Part 041 — HPA Operations

Horizontal Pod Autoscaler is not a magic reliability feature.

It is a feedback controller that changes replica count based on observed metrics. That means it has all the risks of any feedback loop:

  • delayed signal;
  • noisy signal;
  • wrong metric;
  • missing metric;
  • unstable control policy;
  • insufficient cluster capacity;
  • dependency bottleneck outside Kubernetes;
  • scaling that improves one symptom while worsening another.

For backend engineers, the main question is not:

Do we have HPA?

The better question is:

Does HPA scale the correct workload using a signal that represents real pressure,
without overloading downstream dependencies or creating instability?

1. What HPA Does

HPA watches a target workload and adjusts spec.replicas.

Typical targets:

  • Deployment;
  • StatefulSet, less common and riskier;
  • custom scalable resource;
  • consumer deployment;
  • API service deployment.

Typical signals:

  • CPU utilization;
  • memory utilization;
  • pod-level custom metrics;
  • object metrics;
  • external metrics;
  • request rate;
  • queue depth;
  • consumer lag;
  • business workload backlog.

HPA does not create nodes by itself.
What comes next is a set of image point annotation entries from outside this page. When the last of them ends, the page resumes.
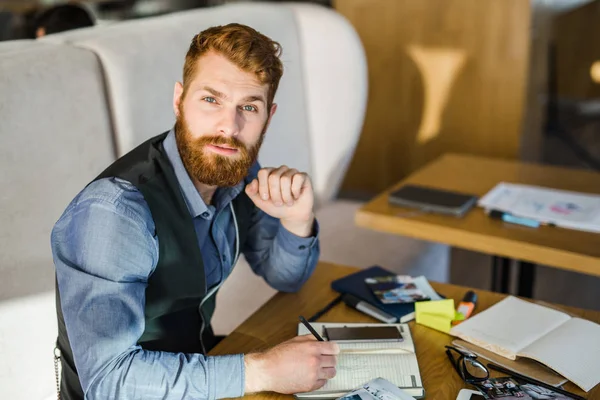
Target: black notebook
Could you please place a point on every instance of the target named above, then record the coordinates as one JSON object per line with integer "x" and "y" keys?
{"x": 355, "y": 285}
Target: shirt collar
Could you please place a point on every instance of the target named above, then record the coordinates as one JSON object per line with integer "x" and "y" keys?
{"x": 192, "y": 197}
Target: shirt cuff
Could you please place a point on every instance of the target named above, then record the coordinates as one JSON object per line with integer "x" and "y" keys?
{"x": 225, "y": 376}
{"x": 292, "y": 243}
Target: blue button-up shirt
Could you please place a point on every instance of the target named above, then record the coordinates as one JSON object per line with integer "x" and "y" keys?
{"x": 104, "y": 251}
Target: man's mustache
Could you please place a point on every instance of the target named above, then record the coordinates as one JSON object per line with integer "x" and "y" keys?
{"x": 220, "y": 141}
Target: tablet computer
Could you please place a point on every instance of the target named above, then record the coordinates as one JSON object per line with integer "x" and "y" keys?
{"x": 433, "y": 200}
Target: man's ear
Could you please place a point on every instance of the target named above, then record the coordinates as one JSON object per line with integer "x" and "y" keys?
{"x": 271, "y": 113}
{"x": 177, "y": 97}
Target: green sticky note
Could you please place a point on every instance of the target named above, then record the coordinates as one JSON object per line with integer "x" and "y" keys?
{"x": 436, "y": 314}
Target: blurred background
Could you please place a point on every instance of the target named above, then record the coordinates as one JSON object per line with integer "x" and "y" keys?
{"x": 544, "y": 108}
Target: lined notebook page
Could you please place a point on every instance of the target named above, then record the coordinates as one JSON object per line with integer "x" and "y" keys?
{"x": 573, "y": 350}
{"x": 353, "y": 370}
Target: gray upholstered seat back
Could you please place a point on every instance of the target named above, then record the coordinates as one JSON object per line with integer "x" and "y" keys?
{"x": 143, "y": 60}
{"x": 55, "y": 137}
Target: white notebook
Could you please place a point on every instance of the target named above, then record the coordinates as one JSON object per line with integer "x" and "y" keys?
{"x": 395, "y": 361}
{"x": 517, "y": 328}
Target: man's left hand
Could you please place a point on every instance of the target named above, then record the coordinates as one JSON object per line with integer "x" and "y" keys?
{"x": 286, "y": 194}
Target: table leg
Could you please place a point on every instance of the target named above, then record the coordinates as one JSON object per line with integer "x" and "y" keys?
{"x": 526, "y": 278}
{"x": 500, "y": 274}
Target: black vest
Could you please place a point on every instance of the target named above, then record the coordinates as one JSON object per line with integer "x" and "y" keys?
{"x": 176, "y": 288}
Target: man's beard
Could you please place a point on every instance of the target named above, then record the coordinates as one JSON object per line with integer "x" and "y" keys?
{"x": 210, "y": 168}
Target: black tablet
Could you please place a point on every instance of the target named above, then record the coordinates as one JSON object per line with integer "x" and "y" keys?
{"x": 433, "y": 200}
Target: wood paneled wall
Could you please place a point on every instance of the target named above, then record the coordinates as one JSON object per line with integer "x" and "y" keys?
{"x": 444, "y": 75}
{"x": 577, "y": 39}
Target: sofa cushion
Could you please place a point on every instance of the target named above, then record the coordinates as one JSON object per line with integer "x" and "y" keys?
{"x": 54, "y": 138}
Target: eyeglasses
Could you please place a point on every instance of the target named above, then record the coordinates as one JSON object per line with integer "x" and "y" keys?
{"x": 467, "y": 366}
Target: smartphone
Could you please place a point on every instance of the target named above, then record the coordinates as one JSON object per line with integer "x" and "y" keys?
{"x": 364, "y": 334}
{"x": 433, "y": 200}
{"x": 466, "y": 394}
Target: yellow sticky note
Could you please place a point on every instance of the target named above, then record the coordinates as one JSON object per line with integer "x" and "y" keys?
{"x": 436, "y": 314}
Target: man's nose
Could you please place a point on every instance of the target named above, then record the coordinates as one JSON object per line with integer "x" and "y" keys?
{"x": 229, "y": 124}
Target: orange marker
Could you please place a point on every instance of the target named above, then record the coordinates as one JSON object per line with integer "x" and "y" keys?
{"x": 466, "y": 307}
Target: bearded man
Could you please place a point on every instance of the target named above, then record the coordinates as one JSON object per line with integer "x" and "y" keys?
{"x": 141, "y": 252}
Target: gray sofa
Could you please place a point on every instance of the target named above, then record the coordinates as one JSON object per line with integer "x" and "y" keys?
{"x": 72, "y": 103}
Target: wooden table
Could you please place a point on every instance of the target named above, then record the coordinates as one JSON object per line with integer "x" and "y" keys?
{"x": 277, "y": 321}
{"x": 556, "y": 247}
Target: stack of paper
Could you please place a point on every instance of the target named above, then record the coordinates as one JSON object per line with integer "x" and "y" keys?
{"x": 549, "y": 206}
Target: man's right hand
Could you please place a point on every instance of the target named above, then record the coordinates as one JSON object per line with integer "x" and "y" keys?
{"x": 301, "y": 364}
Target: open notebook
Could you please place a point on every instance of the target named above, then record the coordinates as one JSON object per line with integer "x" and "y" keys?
{"x": 517, "y": 328}
{"x": 395, "y": 361}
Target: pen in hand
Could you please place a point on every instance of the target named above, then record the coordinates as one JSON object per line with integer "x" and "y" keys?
{"x": 310, "y": 328}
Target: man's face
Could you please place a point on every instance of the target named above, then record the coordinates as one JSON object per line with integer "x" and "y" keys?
{"x": 221, "y": 121}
It only asks for more pods.

If there is no node capacity, new pods remain Pending. Cluster Autoscaler, Karpenter, or AKS node pool autoscaling may then provision nodes if configured correctly.

HPA scales pods.
Cluster autoscaling scales nodes.
Dependency teams scale databases, brokers, caches, and external systems.

2. HPA Control Loop Mental Model

flowchart TD A[Workload receives traffic or work] --> B[Resource or custom metric changes] B --> C[Metrics pipeline] C --> D[HPA controller reads metric] D --> E[HPA calculates desired replicas] E --> F{Within min/max replica?} F -->|No| G[Clamp to minReplica or maxReplica] F -->|Yes| H[Use calculated replica count] G --> I[Update workload spec.replicas] H --> I I --> J[Deployment creates or removes pods] J --> K[Scheduler places pods] K --> L{Node capacity available?} L -->|No| M[Pods Pending] L -->|Yes| N[Pods start] N --> O[Readiness passes] O --> P[Traffic or work is redistributed] P --> Q[New metric level] Q --> D

Operationally, this loop has latency.

Every step has delay:

  • metric collection delay;
  • metrics adapter delay;
  • HPA sync period;
  • pod scheduling delay;
  • image pull delay;
  • JVM startup delay;
  • readiness delay;
  • warm-up delay;
  • load balancer or consumer rebalance delay;
  • node provisioning delay.

For Java/JAX-RS services, startup and warm-up time matter. A service that takes 90 seconds to become ready cannot rescue a latency spike that saturates in 10 seconds.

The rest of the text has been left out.